Saskatoon StarPhoenix

Bohemian blackout

Chinese filmgoers seeing a different version of Freddie Mercury’s life story

- YANAN WANG and SHANSHAN WANG

BEIJING A huge fan of rock legends Queen, Peng Yanzi rushed to see Bohemian Rhapsody, the biopic about the band’s late lead singer, Freddie Mercury, while travelling in Britain last October.

It was a touching film that made him cry hard, Peng says. He loved it enough to watch it a second time in Guangzhou after the film had a surprise release in China.

But the version he saw this past weekend was notably different from the original. Moviegoers in China say key scenes about Mercury’s sexuality have been either abruptly muted or cut altogether.

“The cut scenes really affect the movie,” said Peng, a Chinese LGBT rights activist. “The film talks about how (Mercury) became himself, and his sexuality is an important part of becoming who he was.”

Deleted scenes include one in which Mercury reveals to his thenwife that he is not heterosexu­al. In the part of the film where Mercury tells the band he has AIDS, the dialogue goes silent.

“It’s a pity” the scenes were removed, said Hua Zile, chief editor of VCLGBT, an Lgbt-themed account with more than a million followers on Weibo, one of China’s top social media platforms.

“This kind of deletion weakens his gay identity. It’s a bit disrespect­ful to his real experience and makes the character superficia­l,” Hua said. “There is no growth and innermost being of him.”

Hua said he also watched both versions of the movie, in the semi-autonomous region of Hong Kong, which enjoys greater freedoms from censorship than mainland China, and in Guangzhou. The missing scenes confused some moviegoers. Su Lei read Mercury’s biography online before watching the movie so she could better understand the plot and characters.

“Now it’s a very open era, influenced by some American and British TV dramas. People now can understand and accept this,” said Su. She called the film “inspiring” and said cutting the gay content was “unnecessar­y.”

Lu, a freelancer in Shanghai who asked to be identified only by his family name, watched the original version online after seeing the movie in a Chinese theatre, where he said he found parts of the dialogue incoherent.
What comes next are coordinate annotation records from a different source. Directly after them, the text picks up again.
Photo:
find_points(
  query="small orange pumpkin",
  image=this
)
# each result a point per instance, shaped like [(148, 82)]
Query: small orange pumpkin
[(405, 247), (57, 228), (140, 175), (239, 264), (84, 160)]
Lu said that despite some lines being erased, it was still obvious the main character is gay. “But the movie has been deleted like this, which affects its entirety,” he said.

While LGBT content is generally less taboo than other topics that Chinese authoritie­s deem sensitive, same-sex relationsh­ips are still nearly absent from mainstream media.

In 2017, a government-affiliated internet TV associatio­n warned streaming content providers against depicting homosexual­ity, labelling it an “abnormal” sexual behaviour. A similar move last year from Weibo provoked an outcry that prompted the website to backtrack and state that a “cleanup of games and cartoons will no longer target gay content.”

When Mango TV livestream­ed the Academy Awards in February, lead actor Rami Malek’s speech was subtitled to read “special group” when in fact he said “gay man.”